Welche Feuchtequellen sind vor der Dämmung wirklich geklärt? In der Praxis wird häufig zu schnell gedämmt, ohne Leckagen, Schlagregenbelastung, aufsteigende Feuchte oder Kondensatpfade sauber zu identifizieren. Wir prüfen deshalb zuerst Dach, Fassade, Sockel, Fensteranschlüsse und Innenräume auf Symptome und Ursachen. Ohne Ursachenanalyse wird eine Dämmmaßnahme leicht zum Verstärker bestehender Probleme.
Ist die Dämmstrategie zum Bauteil und zur Nutzung passend? Ein häufiger Fehler ist die Wahl eines Systems, das bauphysikalisch nicht zum Wandaufbau oder zur Feuchtebelastung passt. Wir fragen gezielt nach Beheizungsgewohnheiten, Lüftung, Raumtemperaturen und besonders kritischen Räumen wie Bad, Küche oder Schlafzimmer. Daraus ergibt sich, ob Außen-, Innen- oder Teildämmung sinnvoll ist und welche Schichtenfolge benötigt wird.
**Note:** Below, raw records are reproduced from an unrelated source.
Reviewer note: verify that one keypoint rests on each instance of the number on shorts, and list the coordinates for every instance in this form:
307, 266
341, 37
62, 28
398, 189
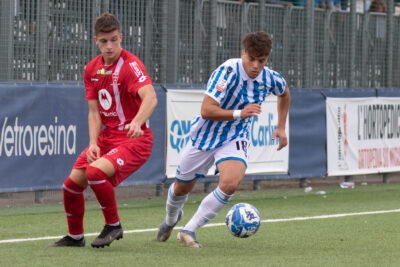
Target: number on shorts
242, 145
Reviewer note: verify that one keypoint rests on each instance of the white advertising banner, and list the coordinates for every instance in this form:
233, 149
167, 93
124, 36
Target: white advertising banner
363, 135
184, 105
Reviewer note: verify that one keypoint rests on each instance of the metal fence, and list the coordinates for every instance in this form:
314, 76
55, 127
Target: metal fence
182, 41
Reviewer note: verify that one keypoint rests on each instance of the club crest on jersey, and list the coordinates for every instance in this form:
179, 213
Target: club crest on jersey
104, 72
115, 77
105, 99
221, 85
261, 87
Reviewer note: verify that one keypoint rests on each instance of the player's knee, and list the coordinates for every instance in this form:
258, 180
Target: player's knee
95, 174
181, 189
229, 187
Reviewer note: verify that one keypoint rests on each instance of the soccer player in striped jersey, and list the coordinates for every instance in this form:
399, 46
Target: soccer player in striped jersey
220, 134
121, 98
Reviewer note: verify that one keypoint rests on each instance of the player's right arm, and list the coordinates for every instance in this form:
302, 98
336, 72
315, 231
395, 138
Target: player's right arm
210, 110
94, 121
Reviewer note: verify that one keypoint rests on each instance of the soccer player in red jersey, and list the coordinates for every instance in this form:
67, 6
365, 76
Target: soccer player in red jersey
121, 98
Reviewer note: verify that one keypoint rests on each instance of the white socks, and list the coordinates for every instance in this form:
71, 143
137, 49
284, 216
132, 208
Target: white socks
211, 205
174, 205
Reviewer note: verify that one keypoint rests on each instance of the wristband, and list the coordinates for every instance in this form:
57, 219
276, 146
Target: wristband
237, 113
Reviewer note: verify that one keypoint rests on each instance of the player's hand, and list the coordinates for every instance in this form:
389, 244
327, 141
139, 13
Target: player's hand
134, 130
281, 134
93, 153
251, 110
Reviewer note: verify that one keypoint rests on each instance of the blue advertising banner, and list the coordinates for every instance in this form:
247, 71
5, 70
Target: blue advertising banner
43, 129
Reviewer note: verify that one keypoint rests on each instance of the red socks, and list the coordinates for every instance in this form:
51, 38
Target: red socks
104, 192
74, 205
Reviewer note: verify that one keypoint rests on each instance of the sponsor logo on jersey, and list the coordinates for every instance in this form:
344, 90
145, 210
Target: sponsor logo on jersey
115, 77
138, 72
104, 72
229, 70
109, 114
120, 161
112, 151
105, 99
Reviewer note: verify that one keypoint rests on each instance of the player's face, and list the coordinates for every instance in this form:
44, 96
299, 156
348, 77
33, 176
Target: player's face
109, 45
253, 65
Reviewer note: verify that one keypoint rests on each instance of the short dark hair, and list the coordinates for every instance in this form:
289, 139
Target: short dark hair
257, 44
106, 23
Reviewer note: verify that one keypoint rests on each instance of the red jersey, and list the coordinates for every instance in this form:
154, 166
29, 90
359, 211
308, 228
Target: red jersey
115, 88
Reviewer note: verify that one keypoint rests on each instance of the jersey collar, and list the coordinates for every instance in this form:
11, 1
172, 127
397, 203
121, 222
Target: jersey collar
244, 75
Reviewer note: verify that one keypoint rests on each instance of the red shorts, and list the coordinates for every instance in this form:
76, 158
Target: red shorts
126, 154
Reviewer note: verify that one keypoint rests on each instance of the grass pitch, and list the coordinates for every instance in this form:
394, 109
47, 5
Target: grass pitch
350, 240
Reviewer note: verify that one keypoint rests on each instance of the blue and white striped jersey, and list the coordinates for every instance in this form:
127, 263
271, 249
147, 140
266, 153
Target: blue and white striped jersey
230, 86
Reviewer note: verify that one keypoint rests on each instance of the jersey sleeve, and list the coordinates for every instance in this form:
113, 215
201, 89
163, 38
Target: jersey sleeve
278, 83
89, 88
220, 81
136, 76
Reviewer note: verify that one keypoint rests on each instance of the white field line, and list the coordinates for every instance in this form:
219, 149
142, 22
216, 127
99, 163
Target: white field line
217, 224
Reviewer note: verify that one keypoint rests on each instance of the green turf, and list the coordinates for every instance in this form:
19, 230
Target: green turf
366, 240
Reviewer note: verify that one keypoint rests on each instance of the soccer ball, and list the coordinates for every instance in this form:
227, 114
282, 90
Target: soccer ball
243, 220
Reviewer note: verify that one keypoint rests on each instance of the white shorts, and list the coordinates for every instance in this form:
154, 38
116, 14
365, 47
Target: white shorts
195, 163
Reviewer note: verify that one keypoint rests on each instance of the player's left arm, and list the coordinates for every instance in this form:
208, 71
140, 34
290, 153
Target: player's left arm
149, 102
283, 109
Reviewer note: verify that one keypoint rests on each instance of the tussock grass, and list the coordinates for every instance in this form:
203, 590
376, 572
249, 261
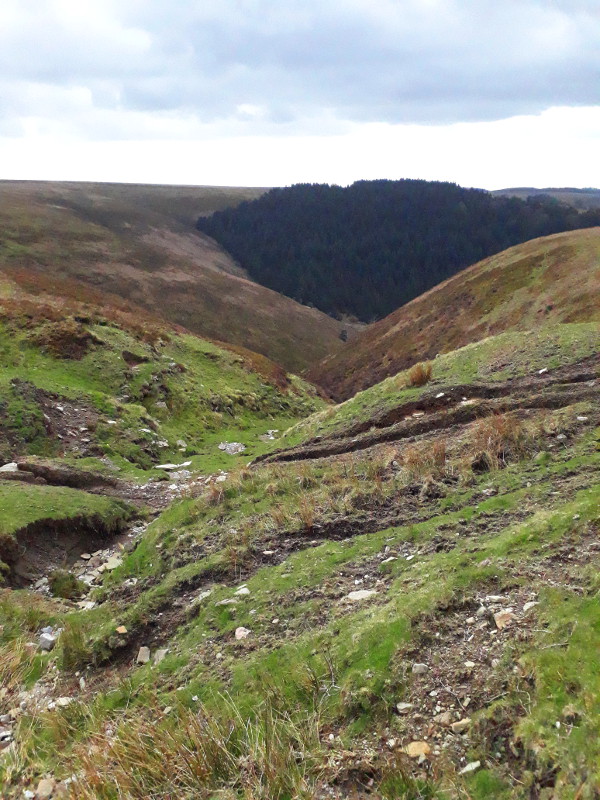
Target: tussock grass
420, 374
271, 756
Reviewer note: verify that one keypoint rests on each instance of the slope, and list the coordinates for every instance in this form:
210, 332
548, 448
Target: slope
137, 242
417, 617
99, 396
548, 280
365, 249
578, 198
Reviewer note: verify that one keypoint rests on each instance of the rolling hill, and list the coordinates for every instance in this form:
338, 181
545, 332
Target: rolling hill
139, 243
544, 281
365, 249
581, 199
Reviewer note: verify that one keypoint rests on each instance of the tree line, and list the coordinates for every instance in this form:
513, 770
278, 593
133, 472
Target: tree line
365, 249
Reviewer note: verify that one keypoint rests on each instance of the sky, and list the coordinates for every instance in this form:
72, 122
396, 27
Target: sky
487, 93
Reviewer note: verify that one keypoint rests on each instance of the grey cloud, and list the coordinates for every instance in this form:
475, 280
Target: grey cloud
411, 61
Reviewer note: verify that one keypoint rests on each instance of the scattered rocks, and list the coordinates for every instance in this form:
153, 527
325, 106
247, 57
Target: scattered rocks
417, 750
232, 448
472, 766
113, 562
47, 639
504, 618
45, 789
461, 726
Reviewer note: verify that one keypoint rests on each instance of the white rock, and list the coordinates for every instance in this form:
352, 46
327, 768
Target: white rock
461, 726
361, 594
63, 702
47, 641
472, 766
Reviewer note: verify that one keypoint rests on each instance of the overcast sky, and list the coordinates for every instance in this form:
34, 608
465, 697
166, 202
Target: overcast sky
488, 93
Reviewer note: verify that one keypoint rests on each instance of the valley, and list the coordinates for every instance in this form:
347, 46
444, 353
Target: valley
219, 583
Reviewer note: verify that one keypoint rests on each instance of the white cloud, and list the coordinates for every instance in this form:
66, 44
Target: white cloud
282, 84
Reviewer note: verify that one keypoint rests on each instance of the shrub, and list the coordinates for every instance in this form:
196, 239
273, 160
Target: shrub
420, 374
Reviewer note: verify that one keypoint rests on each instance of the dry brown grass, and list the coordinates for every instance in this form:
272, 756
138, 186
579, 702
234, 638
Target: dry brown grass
498, 439
420, 374
269, 757
429, 459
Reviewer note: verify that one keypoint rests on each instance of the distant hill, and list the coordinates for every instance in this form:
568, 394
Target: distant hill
139, 242
548, 280
581, 199
365, 249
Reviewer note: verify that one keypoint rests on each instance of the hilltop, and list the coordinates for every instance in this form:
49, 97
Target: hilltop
365, 249
542, 282
139, 243
581, 199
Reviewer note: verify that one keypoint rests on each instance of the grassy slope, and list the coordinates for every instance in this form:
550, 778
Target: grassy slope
310, 696
581, 199
181, 388
139, 243
545, 281
497, 358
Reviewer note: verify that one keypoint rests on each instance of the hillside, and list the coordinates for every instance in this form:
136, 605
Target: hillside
397, 599
545, 281
138, 242
363, 250
582, 199
98, 395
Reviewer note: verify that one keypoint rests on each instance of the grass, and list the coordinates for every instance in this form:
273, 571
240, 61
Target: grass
21, 505
182, 389
308, 699
525, 288
499, 358
68, 239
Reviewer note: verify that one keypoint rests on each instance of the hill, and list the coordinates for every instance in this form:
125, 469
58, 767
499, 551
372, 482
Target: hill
582, 199
98, 395
365, 249
402, 602
138, 242
548, 280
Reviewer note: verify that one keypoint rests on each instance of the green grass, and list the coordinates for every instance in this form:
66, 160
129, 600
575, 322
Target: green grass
185, 389
20, 505
498, 358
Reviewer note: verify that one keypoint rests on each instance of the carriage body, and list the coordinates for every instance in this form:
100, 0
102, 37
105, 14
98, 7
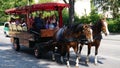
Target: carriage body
23, 36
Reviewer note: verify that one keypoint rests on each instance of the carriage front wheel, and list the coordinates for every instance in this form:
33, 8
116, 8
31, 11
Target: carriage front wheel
16, 45
37, 51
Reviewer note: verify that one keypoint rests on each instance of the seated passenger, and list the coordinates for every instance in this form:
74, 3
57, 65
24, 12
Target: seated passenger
39, 22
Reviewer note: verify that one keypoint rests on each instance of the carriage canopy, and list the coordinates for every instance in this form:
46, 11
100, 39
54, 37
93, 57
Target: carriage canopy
39, 7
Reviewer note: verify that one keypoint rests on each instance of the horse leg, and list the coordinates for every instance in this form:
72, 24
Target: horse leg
89, 51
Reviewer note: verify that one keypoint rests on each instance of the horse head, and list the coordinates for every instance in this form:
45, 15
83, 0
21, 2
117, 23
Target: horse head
104, 26
85, 33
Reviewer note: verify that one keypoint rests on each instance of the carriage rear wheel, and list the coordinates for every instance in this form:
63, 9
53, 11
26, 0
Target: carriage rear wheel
37, 51
16, 45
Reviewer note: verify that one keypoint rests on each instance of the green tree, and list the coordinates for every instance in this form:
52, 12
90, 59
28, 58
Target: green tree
71, 11
113, 4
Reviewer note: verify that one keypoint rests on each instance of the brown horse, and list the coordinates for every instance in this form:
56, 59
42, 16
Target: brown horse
97, 28
70, 36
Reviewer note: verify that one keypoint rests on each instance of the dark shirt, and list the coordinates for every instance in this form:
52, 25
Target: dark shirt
39, 23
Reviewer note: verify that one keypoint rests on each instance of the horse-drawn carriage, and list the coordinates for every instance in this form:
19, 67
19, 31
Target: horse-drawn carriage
24, 35
44, 40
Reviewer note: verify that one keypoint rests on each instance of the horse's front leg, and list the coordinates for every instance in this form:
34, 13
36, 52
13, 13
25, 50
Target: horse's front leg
89, 51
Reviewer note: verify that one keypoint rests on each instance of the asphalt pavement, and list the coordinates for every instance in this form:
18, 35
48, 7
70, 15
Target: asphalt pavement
108, 56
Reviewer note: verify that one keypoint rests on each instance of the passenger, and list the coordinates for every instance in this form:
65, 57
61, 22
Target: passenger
39, 22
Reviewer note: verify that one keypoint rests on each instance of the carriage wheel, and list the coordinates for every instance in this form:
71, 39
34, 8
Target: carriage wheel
16, 45
37, 51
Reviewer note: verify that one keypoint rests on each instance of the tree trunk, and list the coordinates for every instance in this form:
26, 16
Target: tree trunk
71, 11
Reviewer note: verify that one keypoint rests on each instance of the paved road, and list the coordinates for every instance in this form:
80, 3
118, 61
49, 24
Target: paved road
109, 55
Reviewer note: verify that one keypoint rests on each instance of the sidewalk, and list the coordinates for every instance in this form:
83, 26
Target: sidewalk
112, 36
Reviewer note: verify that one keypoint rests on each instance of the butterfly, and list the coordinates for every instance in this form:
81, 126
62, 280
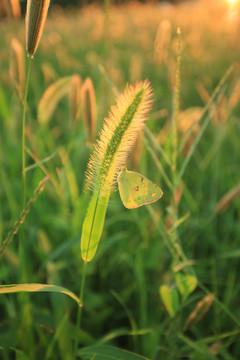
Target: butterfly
136, 190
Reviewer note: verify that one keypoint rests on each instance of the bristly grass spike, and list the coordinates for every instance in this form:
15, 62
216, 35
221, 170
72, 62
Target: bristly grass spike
35, 19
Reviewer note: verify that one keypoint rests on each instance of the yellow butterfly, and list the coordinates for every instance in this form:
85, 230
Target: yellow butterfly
136, 190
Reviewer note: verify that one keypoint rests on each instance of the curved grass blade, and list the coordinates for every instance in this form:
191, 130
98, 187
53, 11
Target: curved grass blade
15, 288
108, 353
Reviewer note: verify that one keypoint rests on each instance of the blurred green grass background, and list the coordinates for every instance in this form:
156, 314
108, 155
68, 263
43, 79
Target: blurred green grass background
122, 304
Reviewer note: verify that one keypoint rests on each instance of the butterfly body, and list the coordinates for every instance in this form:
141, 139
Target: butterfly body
137, 190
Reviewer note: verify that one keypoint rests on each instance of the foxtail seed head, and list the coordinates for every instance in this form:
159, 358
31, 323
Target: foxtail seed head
35, 19
117, 138
12, 8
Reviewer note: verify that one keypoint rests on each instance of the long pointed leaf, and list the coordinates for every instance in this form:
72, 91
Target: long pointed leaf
15, 288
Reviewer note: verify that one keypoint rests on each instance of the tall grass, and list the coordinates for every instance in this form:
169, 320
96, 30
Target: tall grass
163, 280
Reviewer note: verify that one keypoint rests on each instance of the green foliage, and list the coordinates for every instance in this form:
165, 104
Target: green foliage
180, 240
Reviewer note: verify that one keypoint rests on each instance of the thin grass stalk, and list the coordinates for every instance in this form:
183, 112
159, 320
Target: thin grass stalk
22, 216
23, 139
26, 313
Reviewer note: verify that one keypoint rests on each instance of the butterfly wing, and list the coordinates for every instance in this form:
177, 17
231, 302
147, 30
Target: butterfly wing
136, 190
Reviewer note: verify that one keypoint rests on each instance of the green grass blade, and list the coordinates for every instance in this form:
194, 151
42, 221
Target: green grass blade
51, 97
16, 288
108, 353
216, 97
93, 226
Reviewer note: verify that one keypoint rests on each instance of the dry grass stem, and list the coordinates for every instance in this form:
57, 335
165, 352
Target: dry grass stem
75, 96
17, 66
88, 102
23, 215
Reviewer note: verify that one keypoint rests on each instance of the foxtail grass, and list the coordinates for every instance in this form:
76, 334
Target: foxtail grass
117, 138
13, 8
35, 19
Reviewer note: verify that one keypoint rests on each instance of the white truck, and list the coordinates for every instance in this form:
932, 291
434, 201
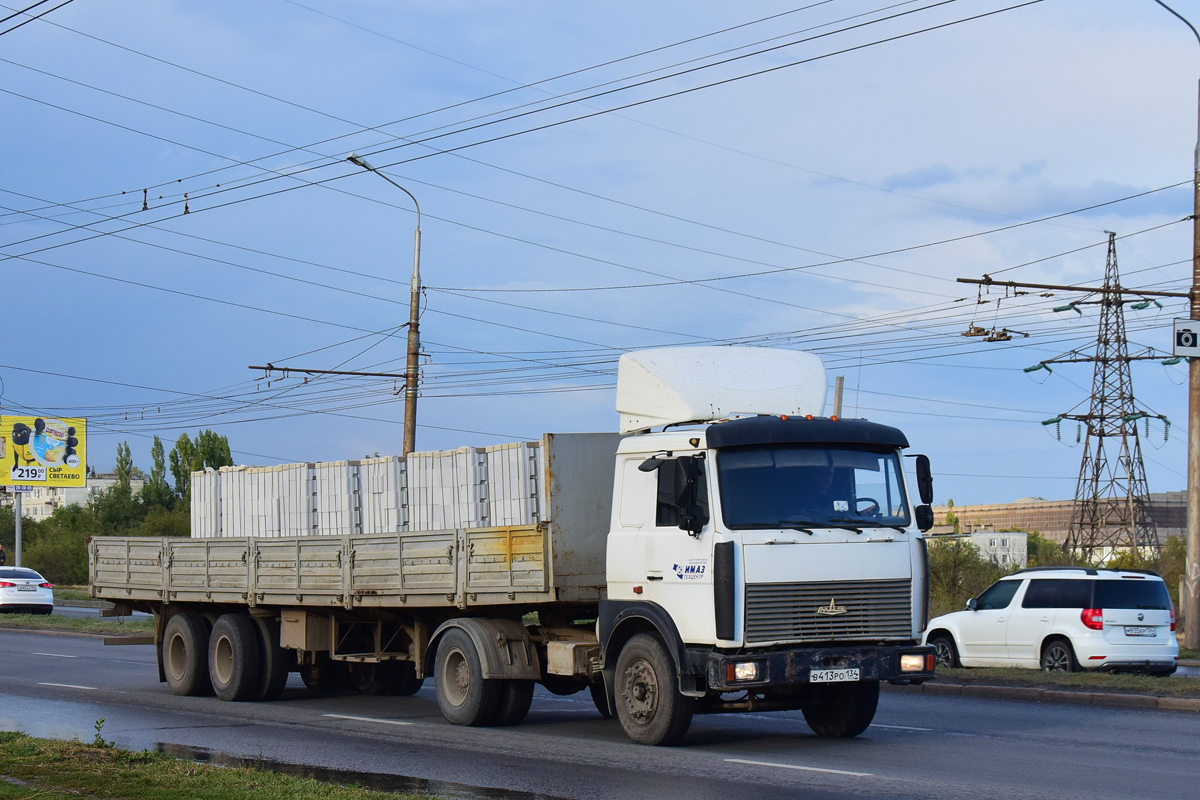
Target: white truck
731, 549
Sind Wärmebrücken und Anschlüsse detailgerecht geplant? Schimmel entsteht oft nicht großflächig, sondern an Laibungen, Deckenrändern, Rollladenkästen oder Balkonanschlüssen. In der Checkliste stehen daher Anschlussdetails, Dämmstärkenübergänge, Befestigungspunkte und Durchdringungen ganz oben. Wir dokumentieren diese Bereiche vorab und planen Lösungen, damit Oberflächentemperaturen nicht lokal abfallen.
Ist die Luftdichtheit konsequent umgesetzt, ohne Feuchte einzusperren? Häufig werden Folien oder Dichtbänder lückenhaft verarbeitet, oder es fehlen definierte Ebenen für Luftdichtheit und Dampfbremse. Wir kontrollieren kritische Übergänge wie Steckdosen, Leitungsdurchführungen und Anschlussfugen an Fenstern. Gleichzeitig achten wir darauf, dass Feuchte aus dem Bauteilaufbau kontrolliert abtrocknen kann und keine „Sperrpakete“ entstehen.
Ist das Lüftungskonzept nach der Dämmung ausreichend? Nach einer energetischen Verbesserung sinkt der natürliche Luftwechsel, und ohne angepasstes Lüften steigt das Risiko für Feuchteanreicherung. Wir klären, ob Nutzerlüftung realistisch ist oder ob feuchtegeführte Abluft, Fensterfalzlüfter oder eine Wohnraumlüftung sinnvoller sind. Zur Prävention gehören zudem klare Hinweise zu Stoßlüftung, Raumtemperaturen und dem Umgang mit Wäschetrocknung in Innenräumen.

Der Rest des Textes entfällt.